Wkrótce potem z zawoalowanymi groźbami wystąpił szef Gazpromu Aleksiej Miller na spotkaniu w Moskwie z ambasadorami krajów Unii Europejskiej. "Gazprom dysponuje największymi zasobami gazu i jest w stanie sprostać rosnącemu zapotrzebowaniu na to paliwo w Europie" - oświadczył Miller.
"Jednakże nie można zapominać, że aktywnie wchodzimy na nowe rynki - takie jak Ameryka Północna i Chiny. Producenci gazu z Azji Środkowej także kierują swój wzrok ku rynkowi chińskiemu. Rywalizacja o surowce energetyczne rośnie" - dodał szef Gazpromu.
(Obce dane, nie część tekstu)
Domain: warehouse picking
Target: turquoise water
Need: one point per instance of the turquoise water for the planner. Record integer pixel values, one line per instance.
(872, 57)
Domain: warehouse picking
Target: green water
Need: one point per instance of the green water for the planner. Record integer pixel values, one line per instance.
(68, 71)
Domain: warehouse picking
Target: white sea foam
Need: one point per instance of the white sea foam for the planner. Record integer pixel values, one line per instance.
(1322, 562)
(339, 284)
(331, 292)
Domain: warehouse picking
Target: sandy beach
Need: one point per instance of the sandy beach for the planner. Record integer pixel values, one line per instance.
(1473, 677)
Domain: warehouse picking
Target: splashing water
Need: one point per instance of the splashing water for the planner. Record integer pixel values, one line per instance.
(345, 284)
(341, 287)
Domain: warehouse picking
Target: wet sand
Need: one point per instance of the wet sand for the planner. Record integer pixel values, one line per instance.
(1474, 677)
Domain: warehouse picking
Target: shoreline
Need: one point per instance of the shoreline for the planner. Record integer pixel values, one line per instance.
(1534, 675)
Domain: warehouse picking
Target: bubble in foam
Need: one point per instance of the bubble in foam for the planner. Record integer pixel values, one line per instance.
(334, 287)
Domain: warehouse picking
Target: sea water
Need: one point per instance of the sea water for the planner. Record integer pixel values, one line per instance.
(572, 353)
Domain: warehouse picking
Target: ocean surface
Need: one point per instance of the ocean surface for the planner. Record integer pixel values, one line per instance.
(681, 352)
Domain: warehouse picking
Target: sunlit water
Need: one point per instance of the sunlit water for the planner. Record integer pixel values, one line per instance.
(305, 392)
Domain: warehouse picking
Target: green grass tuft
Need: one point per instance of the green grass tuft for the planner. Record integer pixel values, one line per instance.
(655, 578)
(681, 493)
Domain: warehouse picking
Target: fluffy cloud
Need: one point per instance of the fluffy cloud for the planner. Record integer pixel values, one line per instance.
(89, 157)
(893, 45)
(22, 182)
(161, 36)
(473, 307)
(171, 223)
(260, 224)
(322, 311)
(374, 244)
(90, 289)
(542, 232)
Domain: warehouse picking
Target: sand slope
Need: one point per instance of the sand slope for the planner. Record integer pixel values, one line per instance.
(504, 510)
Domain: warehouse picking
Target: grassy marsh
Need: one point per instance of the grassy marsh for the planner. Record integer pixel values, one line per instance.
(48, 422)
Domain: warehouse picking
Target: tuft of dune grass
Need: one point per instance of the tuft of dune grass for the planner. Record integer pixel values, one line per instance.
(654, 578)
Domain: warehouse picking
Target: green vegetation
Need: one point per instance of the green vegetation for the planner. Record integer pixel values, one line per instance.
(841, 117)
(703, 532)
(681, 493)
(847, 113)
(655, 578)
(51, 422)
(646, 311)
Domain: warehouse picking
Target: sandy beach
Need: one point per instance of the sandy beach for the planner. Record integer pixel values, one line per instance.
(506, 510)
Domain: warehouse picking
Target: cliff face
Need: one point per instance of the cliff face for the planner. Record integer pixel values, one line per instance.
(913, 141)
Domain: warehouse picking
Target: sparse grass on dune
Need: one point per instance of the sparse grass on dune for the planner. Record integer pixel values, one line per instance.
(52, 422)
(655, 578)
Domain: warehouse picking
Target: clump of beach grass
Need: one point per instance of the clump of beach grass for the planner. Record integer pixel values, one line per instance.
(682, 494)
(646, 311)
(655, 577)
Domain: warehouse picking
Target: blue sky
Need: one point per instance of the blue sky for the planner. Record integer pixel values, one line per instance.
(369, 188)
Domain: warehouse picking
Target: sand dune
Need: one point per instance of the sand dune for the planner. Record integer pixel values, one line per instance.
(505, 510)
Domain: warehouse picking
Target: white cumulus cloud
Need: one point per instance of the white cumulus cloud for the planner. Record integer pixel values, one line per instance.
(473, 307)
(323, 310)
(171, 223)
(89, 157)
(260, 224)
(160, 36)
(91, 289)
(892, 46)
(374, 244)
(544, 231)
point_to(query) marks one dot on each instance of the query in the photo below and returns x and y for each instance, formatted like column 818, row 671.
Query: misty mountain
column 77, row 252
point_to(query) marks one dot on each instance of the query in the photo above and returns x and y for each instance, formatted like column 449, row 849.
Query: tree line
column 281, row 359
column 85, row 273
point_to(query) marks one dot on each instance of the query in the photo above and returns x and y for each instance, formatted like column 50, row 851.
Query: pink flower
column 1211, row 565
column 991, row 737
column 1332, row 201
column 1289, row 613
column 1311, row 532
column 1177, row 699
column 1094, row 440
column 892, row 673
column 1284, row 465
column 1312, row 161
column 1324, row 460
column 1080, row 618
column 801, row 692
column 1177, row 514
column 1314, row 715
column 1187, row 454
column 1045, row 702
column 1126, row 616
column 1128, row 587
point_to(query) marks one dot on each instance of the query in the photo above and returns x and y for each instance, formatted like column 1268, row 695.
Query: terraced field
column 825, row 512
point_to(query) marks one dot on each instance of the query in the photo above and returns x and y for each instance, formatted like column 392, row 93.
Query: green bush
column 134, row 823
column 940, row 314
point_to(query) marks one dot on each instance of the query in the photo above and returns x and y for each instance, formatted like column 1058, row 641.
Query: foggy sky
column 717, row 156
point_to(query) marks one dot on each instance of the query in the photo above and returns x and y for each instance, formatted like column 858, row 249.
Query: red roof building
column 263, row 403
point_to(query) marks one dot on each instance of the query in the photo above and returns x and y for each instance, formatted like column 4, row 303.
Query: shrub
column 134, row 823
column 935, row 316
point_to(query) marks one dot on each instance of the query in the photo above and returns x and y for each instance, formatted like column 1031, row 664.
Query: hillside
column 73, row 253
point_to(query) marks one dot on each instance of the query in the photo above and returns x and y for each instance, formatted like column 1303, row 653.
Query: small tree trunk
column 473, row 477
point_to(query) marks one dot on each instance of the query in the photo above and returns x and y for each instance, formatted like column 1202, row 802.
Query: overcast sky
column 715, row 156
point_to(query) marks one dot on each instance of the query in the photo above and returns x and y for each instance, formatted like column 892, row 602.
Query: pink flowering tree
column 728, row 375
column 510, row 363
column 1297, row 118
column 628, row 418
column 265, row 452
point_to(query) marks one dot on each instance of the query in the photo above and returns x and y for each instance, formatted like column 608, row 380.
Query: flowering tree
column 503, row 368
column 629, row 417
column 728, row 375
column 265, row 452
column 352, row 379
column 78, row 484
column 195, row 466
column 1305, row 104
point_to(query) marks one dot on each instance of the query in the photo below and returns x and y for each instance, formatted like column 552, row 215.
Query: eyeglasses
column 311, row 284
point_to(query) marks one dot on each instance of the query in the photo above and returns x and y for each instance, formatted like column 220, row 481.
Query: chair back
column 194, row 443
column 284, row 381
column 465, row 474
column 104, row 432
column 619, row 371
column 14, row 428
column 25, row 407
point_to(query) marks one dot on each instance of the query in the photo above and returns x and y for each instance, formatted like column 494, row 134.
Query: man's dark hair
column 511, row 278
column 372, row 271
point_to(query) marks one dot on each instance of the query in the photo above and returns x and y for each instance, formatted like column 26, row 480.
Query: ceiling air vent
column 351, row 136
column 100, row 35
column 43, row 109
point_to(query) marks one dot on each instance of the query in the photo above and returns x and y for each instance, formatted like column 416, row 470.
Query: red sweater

Potem strona rosyjska wielokrotnie zapewniała, że nie miał on zamiaru grozić UE.
Po stronie unijnej reakcją było wyrażenie zaniepokojenia rosnącym uzależnieniem UE od dostaw gazu z Rosji. Pokrywają one jedną czwartą zapotrzebowania krajów UE. Zależność od rosyjskiego gazu jest jeszcze większa w wypadku niektórych krajów Europy Środkowowschodniej, Finlandii i Niemiec.
"Zasady stosowane wobec Gazpromu będą takie same, jak wobec innych firm" - podkreślają w opublikowanym we wtorek w Brukseli liście unijny komisarz ds. energii Andris Piebalgs i austriacki minister gospodarki Martin Bartenstein, którego kraj przewodniczy w tym półroczu UE.
Podkreślają jednak, że UE "weźmie pod uwagę", iż Gazprom jest monopolistą w dziedzinie eksportu rosyjskiego gazu i będzie to "znaczący czynnik" podczas analiz z punktu widzenia prawa konkurencji.
W liście adresowanym do rosyjskiego ministra przemysłu i energetyki Wiktora Christienki Piebalgs i Bartenstein wyrażają przekonanie, że "Rosja, a zwłaszcza Gazprom był i pozostanie wiarygodnym dostawcą gazu do UE", zaś łączące UE i Rosję więzi w dziedzinie energetyki powinny opierać się na "wzajemnie korzystnej współzależności".
Z korzyścią dla obu stron - zdaniem komisarza i ministra - "energetyczne partnerstwo UE-Rosja" powinno być "rozwijane i pogłębione".